# DSC550-T301 Data Mining

## Week 3: 3.2 Exercise: Sentiment Analysis and Preprocessing Text / Daniel Solis Toro

### PART 1 — Using the TextBlob Sentiment Analyzer

1. Import the movie review data

In [4]:
# Import libraries
import pandas as pd

# Load the dataset
df = pd.read_csv("labeledTrainData.tsv", sep="\t")

# Display dimensions
df.shape

(25000, 3)

2. Count positive and negative reviews

In [6]:
df['sentiment'].value_counts()

sentiment
1    12500
0    12500
Name: count, dtype: int64

3. Classify sentiment using TextBlob

In [8]:
# Install and import TextBlob
from textblob import TextBlob

# Define a function to classify sentiment
def textblob_sentiment(review):
    blob = TextBlob(review)
    polarity = blob.sentiment.polarity
    
    if polarity >= 0:
        return 1   # positive
    else:
        return 0   # negative

# Apply the function to all reviews
df['tb_prediction'] = df['review'].apply(textblob_sentiment)

4. Check accuracy of TextBlob

In [10]:
# Import accuracy metric
from sklearn.metrics import accuracy_score

# Compute accuracy
accuracy_tb = accuracy_score(df['sentiment'], df['tb_prediction'])
accuracy_tb

0.68524

### Is this better than random guessing?

- Random guessing = 50% accuracy
- TextBlob accuracy = 68.5%

Yes, it’s better than random, but not great

### Extra Credit: VADER Sentiment Analyzer

In [13]:
# Import VADER
from nltk.sentiment import SentimentIntensityAnalyzer
import nltk

# Initialize analyzer
sia = SentimentIntensityAnalyzer()

# Create prediction function
def vader_sentiment(review):
    score = sia.polarity_scores(review)['compound']
    
    if score >= 0:
        return 1
    else:
        return 0

# Apply and evaluate
df['vader_prediction'] = df['review'].apply(vader_sentiment)

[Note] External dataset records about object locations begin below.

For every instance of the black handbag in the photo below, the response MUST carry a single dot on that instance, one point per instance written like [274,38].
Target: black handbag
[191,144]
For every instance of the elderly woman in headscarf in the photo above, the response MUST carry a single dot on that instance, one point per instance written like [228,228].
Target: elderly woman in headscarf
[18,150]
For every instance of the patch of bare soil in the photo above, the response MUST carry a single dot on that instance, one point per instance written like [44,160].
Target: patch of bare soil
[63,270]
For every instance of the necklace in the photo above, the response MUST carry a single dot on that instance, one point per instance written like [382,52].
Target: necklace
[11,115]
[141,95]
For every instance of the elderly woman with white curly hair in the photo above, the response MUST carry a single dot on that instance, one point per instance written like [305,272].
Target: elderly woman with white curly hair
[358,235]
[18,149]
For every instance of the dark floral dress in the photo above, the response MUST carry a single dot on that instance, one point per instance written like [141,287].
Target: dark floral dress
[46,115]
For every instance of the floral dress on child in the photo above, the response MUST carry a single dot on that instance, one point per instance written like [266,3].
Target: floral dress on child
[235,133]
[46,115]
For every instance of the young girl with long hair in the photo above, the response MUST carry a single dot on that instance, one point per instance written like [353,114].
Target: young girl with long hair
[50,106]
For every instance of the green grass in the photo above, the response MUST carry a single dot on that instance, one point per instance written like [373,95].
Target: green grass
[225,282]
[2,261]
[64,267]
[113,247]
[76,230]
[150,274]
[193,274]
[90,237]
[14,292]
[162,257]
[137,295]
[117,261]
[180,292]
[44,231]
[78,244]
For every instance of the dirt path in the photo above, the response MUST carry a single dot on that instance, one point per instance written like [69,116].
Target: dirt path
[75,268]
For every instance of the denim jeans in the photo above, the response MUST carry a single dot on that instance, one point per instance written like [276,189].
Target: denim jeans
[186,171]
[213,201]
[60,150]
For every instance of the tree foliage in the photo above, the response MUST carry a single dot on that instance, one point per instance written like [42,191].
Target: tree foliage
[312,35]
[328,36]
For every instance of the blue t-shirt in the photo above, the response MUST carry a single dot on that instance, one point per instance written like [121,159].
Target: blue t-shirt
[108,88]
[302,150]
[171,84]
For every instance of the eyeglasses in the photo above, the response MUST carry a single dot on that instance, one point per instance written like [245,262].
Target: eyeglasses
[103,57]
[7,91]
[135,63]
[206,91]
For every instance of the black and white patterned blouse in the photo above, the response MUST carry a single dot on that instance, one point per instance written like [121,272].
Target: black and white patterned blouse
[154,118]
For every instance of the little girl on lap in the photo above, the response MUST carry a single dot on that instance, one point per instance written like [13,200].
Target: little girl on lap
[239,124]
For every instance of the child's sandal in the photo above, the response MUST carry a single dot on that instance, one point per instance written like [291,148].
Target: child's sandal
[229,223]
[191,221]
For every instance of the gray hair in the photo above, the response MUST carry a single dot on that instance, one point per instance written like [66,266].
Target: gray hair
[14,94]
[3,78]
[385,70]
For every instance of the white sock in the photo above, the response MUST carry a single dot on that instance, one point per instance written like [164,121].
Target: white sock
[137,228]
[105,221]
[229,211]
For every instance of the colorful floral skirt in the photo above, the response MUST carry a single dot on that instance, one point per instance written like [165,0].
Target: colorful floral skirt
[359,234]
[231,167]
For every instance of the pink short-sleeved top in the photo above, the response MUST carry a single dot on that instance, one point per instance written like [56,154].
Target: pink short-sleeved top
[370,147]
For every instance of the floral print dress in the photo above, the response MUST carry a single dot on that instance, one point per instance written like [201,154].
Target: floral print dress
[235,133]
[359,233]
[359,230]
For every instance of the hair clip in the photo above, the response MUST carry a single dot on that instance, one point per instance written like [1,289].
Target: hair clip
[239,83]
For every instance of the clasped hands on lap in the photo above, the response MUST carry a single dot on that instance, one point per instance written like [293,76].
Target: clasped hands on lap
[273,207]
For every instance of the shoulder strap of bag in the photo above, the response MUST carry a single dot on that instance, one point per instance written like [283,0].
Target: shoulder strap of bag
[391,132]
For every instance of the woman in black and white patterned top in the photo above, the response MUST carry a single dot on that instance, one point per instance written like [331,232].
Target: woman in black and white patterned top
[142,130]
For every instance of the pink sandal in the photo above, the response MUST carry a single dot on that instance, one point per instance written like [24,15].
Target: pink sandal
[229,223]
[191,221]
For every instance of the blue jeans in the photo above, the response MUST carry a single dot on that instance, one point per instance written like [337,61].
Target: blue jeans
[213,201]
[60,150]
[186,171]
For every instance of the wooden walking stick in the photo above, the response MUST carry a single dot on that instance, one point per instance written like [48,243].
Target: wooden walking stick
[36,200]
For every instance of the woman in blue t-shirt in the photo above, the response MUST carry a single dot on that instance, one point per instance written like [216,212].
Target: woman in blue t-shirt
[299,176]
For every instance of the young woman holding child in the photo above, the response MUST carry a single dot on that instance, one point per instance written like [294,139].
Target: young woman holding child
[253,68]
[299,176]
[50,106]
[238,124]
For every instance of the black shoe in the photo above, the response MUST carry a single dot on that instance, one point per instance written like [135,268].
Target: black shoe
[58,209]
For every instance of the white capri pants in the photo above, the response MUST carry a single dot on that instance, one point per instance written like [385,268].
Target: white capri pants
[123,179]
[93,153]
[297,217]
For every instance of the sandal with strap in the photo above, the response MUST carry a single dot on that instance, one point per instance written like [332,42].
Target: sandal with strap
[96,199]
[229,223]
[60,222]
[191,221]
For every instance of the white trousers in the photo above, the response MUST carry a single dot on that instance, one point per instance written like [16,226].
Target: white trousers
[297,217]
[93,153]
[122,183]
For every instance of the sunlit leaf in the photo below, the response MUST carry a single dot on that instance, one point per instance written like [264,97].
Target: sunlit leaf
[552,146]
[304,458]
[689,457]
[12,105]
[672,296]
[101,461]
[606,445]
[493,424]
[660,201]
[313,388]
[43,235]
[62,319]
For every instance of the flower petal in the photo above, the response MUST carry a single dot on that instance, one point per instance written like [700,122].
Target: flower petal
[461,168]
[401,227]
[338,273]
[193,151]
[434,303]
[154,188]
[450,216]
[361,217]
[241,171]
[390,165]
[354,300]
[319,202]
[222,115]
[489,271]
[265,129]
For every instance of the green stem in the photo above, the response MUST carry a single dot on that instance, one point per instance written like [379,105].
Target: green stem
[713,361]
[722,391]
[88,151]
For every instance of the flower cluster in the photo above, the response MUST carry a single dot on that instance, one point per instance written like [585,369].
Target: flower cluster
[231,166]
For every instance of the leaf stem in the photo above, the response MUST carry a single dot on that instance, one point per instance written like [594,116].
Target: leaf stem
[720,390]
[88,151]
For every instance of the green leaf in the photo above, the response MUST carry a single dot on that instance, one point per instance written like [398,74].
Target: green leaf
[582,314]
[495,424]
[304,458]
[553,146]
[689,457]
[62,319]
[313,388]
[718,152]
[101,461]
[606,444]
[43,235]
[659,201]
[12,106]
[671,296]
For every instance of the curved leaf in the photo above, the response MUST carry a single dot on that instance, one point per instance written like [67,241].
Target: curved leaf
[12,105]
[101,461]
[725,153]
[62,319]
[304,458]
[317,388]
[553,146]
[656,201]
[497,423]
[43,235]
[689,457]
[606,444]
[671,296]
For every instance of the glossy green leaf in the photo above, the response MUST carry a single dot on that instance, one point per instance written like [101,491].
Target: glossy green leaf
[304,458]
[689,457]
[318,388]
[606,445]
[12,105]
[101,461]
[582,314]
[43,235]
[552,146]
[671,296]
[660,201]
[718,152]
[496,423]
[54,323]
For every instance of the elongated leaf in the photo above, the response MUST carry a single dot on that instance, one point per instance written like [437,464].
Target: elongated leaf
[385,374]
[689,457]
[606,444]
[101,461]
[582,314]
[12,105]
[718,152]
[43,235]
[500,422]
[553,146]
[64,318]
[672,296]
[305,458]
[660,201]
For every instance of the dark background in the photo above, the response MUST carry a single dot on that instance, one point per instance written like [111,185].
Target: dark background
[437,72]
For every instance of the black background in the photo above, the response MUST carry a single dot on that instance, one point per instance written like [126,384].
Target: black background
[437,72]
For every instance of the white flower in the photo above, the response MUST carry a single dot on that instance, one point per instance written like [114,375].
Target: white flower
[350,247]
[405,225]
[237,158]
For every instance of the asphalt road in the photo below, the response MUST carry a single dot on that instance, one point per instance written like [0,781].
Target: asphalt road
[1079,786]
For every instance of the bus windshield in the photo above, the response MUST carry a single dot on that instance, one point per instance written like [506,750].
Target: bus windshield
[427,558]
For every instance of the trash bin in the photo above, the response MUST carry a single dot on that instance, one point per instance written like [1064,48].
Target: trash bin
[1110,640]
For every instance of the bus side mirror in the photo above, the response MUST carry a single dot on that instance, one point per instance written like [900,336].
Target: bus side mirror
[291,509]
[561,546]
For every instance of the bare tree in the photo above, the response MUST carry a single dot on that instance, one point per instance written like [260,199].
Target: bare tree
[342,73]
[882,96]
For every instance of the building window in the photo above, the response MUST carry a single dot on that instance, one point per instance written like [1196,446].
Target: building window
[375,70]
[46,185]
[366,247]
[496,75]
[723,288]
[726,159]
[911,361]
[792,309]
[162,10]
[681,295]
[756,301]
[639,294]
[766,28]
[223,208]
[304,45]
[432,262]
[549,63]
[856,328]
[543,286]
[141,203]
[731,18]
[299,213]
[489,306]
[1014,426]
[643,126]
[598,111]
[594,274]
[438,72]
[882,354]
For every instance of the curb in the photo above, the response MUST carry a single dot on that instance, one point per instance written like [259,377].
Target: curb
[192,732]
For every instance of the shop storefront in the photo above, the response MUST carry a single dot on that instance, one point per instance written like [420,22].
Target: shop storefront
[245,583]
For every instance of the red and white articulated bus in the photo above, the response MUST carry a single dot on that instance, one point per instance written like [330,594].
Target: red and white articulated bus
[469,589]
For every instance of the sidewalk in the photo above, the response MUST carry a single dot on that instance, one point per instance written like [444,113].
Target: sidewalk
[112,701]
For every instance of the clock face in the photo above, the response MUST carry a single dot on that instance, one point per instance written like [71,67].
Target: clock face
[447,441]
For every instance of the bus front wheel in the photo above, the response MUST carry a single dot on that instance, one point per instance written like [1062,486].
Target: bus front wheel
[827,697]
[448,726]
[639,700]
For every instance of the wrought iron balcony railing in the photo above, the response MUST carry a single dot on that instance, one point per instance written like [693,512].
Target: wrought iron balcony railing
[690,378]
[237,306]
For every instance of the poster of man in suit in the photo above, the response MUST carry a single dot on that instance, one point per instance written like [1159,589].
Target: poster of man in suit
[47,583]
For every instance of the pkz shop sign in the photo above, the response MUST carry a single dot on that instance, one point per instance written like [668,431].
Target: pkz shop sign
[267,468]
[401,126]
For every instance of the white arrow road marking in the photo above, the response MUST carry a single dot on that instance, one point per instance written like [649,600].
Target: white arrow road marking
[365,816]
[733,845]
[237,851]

accuracy_vader = accuracy_score(df['sentiment'], df['vader_prediction'])
accuracy_vader

0.69356

### Is this better than random guessing?

- Random guessing = 50% accuracy
- VADER accuracy = 69.3%

Yes, it’s better than random, but not great

### PART 2 — Prepping Text for a Custom Model

1. Convert text to lowercase

In [17]:
df['clean_review'] = df['review'].str.lower()

2. Remove punctuation and special characters

In [19]:
import re

df['clean_review'] = df['clean_review'].apply(
    lambda x: re.sub(r'[^a-z\s]', '', x)
)

3. Remove stop words

In [21]:
# Import stopwords
from nltk.corpus import stopwords

stop_words = set(stopwords.words('english'))

# Remove them
df['clean_review'] = df['clean_review'].apply(
    lambda x: " ".join([word for word in x.split() if word not in stop_words])
)



4. Apply Porter Stemmer

In [23]:
from nltk.stem import PorterStemmer

ps = PorterStemmer()

df['stemmed_review'] = df['clean_review'].apply(
    lambda x: " ".join([ps.stem(word) for word in x.split()])
)


5. Create a Bag-of-Words matrix

In [25]:
# Import vectorizer
from sklearn.feature_extraction.text import CountVectorizer

# Create BoW matrix
vectorizer = CountVectorizer()
bow_matrix = vectorizer.fit_transform(df['stemmed_review'])

# Display dimensions
bow_matrix.shape


(25000, 89468)

6. Create a TF-IDF matrix

In [27]:
from sklearn.feature_extraction.text import TfidfVectorizer

tfidf_vectorizer = TfidfVectorizer()
tfidf_matrix = tfidf_vectorizer.fit_transform(df['stemmed_review'])

# Display dimensions
tfidf_matrix.shape


(25000, 89468)